The Russian bid covers an underwater area of some 1.2 million square km extending for more than 350 nautical miles (about 650 kilometers) from the shore, the Russian Foreign Ministry said in a statement.

The claim includes both the Mendeleev and Lomonosov Ridges, two major structures beneath the Arctic Ocean.

Russia was the first to submit a claim in 2001, but the UN sent it back on grounds of lack of evidence, asking for more research to back it up.

"A vast array of scientific data collected during many years of Arctic research serves to justify Russia's rights to this area," the ministry said on Tuesday.

Russia expects the UN to start looking at its bid in autumn.

The 1982 UN Convention on the Law of the Sea establishes the right for countries with sovereignty over their territorial sea to set a 200-nautical mile exclusive economic zone.

In cases where the continental shelf expands beyond the set limit, the zone is allowed to be expanded up to 350 nautical miles with full control of its natural resources.

In 2007, a Russian submarine dropped a canister containing a Russian flag on the ocean bed of the North Pole to mark its Arctic claims.

The region is drawing intense interest as ice packs melt, opening up new shipping routes and access to abundant supplies of oil and gas.

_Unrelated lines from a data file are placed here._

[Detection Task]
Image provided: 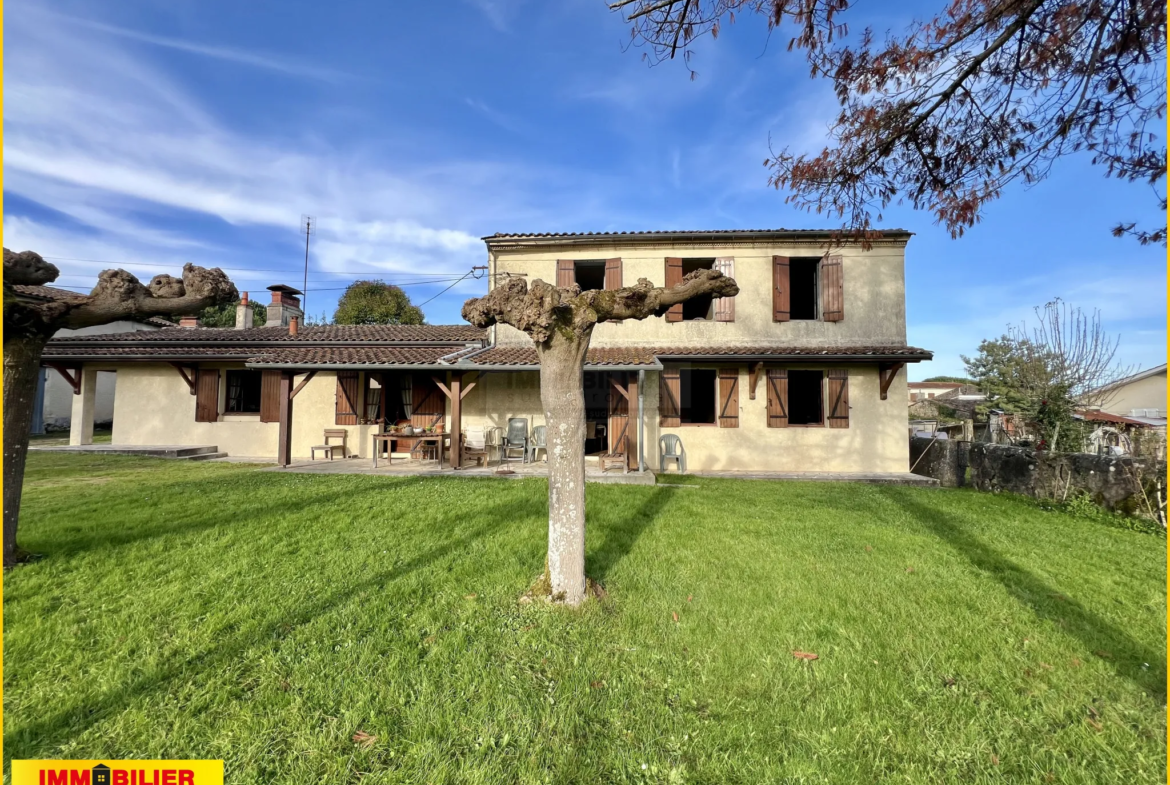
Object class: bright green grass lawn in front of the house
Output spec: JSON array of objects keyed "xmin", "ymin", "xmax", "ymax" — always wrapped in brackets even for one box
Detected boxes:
[{"xmin": 4, "ymin": 454, "xmax": 1166, "ymax": 785}]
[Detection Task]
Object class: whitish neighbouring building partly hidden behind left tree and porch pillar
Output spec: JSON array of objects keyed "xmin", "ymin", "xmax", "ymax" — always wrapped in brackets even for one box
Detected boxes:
[{"xmin": 14, "ymin": 285, "xmax": 174, "ymax": 433}]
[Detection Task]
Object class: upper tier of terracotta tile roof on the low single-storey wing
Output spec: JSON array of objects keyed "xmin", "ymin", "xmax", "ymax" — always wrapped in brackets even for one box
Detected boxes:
[{"xmin": 57, "ymin": 324, "xmax": 487, "ymax": 344}]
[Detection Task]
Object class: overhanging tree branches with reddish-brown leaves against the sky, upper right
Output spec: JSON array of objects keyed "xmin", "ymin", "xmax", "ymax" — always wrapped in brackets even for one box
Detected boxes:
[{"xmin": 610, "ymin": 0, "xmax": 1166, "ymax": 246}]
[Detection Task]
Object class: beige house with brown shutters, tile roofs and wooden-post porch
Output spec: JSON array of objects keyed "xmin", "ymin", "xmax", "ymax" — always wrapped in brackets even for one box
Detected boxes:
[{"xmin": 47, "ymin": 229, "xmax": 931, "ymax": 473}]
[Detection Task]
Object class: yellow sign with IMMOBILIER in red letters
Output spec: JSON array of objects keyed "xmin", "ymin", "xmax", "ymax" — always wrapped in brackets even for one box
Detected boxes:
[{"xmin": 12, "ymin": 760, "xmax": 223, "ymax": 785}]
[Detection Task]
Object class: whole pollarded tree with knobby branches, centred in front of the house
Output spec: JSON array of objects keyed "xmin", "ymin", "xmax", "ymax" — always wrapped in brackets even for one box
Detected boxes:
[{"xmin": 463, "ymin": 270, "xmax": 739, "ymax": 605}]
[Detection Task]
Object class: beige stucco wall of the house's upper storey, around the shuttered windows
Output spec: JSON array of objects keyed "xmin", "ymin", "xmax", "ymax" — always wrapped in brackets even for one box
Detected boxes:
[{"xmin": 489, "ymin": 242, "xmax": 906, "ymax": 346}]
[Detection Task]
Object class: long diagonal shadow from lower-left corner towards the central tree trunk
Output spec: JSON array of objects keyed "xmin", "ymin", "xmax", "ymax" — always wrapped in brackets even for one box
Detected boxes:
[{"xmin": 5, "ymin": 491, "xmax": 543, "ymax": 759}]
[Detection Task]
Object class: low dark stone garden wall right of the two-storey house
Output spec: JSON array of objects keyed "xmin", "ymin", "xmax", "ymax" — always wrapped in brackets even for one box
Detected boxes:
[{"xmin": 910, "ymin": 436, "xmax": 1166, "ymax": 512}]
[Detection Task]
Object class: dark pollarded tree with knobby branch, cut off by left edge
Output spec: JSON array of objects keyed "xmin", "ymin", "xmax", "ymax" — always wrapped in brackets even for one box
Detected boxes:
[{"xmin": 4, "ymin": 248, "xmax": 239, "ymax": 567}]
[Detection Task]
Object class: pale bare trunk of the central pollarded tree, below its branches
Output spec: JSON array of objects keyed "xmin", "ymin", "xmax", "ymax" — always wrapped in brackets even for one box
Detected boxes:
[{"xmin": 537, "ymin": 330, "xmax": 593, "ymax": 606}]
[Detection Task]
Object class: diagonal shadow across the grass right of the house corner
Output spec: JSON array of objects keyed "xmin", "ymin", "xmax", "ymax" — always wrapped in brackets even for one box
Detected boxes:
[{"xmin": 883, "ymin": 488, "xmax": 1166, "ymax": 702}]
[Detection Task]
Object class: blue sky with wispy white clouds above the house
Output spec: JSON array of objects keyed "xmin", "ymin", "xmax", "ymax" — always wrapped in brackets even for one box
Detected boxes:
[{"xmin": 4, "ymin": 0, "xmax": 1166, "ymax": 378}]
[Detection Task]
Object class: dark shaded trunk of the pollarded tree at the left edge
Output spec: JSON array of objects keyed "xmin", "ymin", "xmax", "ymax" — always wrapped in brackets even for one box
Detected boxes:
[{"xmin": 4, "ymin": 336, "xmax": 46, "ymax": 567}]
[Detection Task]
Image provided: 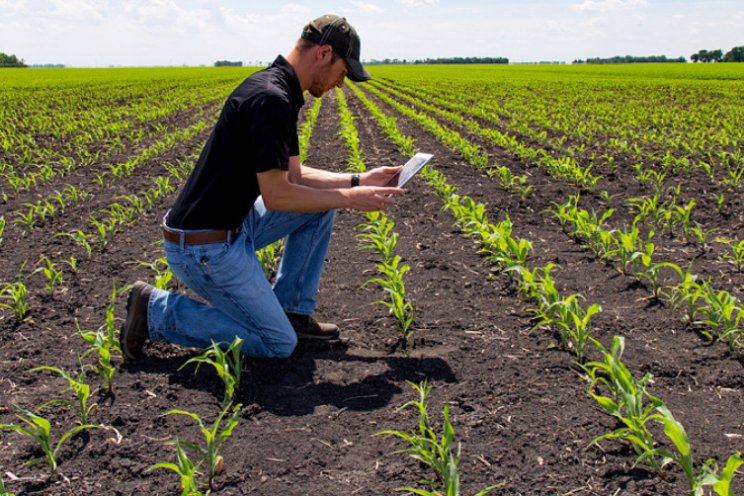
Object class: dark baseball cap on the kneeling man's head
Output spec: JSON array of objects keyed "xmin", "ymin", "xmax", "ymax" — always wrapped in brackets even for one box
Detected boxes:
[{"xmin": 302, "ymin": 14, "xmax": 372, "ymax": 82}]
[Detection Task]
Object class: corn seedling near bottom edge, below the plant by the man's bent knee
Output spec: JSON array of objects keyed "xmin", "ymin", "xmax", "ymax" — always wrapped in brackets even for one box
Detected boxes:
[{"xmin": 163, "ymin": 404, "xmax": 243, "ymax": 490}]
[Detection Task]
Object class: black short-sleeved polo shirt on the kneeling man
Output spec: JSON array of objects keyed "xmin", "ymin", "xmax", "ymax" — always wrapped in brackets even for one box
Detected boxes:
[{"xmin": 168, "ymin": 55, "xmax": 305, "ymax": 229}]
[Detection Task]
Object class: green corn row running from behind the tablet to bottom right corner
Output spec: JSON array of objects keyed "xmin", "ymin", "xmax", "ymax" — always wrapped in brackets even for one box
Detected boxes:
[{"xmin": 346, "ymin": 79, "xmax": 742, "ymax": 495}]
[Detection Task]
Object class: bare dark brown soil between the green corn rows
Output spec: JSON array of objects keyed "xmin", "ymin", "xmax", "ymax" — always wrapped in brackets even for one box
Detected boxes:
[{"xmin": 0, "ymin": 81, "xmax": 744, "ymax": 496}]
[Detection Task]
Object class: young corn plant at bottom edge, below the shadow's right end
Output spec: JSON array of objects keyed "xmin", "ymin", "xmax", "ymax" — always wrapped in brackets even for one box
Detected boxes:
[{"xmin": 375, "ymin": 381, "xmax": 498, "ymax": 496}]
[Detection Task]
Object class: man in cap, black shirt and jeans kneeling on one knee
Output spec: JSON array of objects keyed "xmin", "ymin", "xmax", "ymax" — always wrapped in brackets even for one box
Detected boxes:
[{"xmin": 120, "ymin": 15, "xmax": 403, "ymax": 359}]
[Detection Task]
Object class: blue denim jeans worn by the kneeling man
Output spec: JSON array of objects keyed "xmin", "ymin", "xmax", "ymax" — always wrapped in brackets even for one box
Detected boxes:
[{"xmin": 147, "ymin": 197, "xmax": 336, "ymax": 358}]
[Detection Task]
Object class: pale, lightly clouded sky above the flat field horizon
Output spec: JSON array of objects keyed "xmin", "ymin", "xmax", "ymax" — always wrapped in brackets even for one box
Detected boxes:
[{"xmin": 0, "ymin": 0, "xmax": 744, "ymax": 67}]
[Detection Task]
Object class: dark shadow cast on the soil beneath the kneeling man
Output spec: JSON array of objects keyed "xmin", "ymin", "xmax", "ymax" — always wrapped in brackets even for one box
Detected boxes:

The region contains 30 percent of the world's undiscovered natural gas and 15 percent of its oil, according to the US Geological Survey.

It will now be up to the UN Commission on the Limits of the Continental Shelf to decide if Russia should be entitled to include the areas under its sovereignty.

Norway was in 2009 the first country to get its Arctic territorial claims approved, while Denmark/Greenland submitted a claim in December 2014. That latter claim includes ownership of the North Pole and is consequently in conflict with the Russian claim.